Halo 4 features standard co-op similar to that of its predecessors, while also introducing a new mode called Spartan Ops. Set after the events of the game’s campaign, up to four players with their own customizable Spartans would participate in missions with their own narrative hook and weekly release schedule. That mode didn’t last longer than the first season, and narrative events previously meant for future seasons were converted into monthly comics that served to bridge the campaigns of Halo 4 and Halo 5. But its spirit lived on in 343’s sequels: Halo 5’s co-op puts players in the boots of three named Spartans on the respective teams of Master Chief and Jameson Locke. Halo Infinite, though it’s following in the footsteps of other live service games by featuring narrative events in its seasonal model, couldn’t have gotten there without Spartan Ops laying the foundation for the franchise to explore.
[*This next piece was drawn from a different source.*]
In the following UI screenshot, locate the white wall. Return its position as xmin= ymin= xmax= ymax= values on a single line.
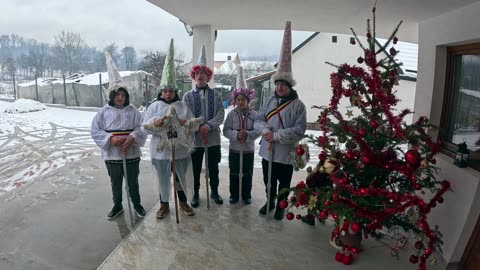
xmin=292 ymin=33 xmax=416 ymax=122
xmin=414 ymin=2 xmax=480 ymax=262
Amongst the pantheon of Halo developers, 343’s tenure hasn’t been without its issues and controversies, both overall and specific to certain entries. As stated at the jump, it’s the curse of any long-running franchise: the idea of what it is becomes held so tightly by fans that anything that deviates from it is seen as a gross betrayal. In this case, the franchise’s peak would be Halo 3, a juggernaut that was so big that it brought in players who never gave the series so much as a glance back then. At best, anything else that’s come after can only hope to reach second place or maybe be seen as a close enough equal, depending on one’s estimation of a particular game.
For 343, its Halo games feel like they come so close to perfection. Halo 4, 5, and Infinite have their respective strengths and weakness, and each one feels like they get a certain part of what makes the franchise so beloved and why it deserves to stick around. But each time the developers attempt to correct what didn’t work in a previous entry, the cracks in the franchise’s identity begin to show, and it’s getting to the point where they either need to get wholly new armor or move on to a new journey.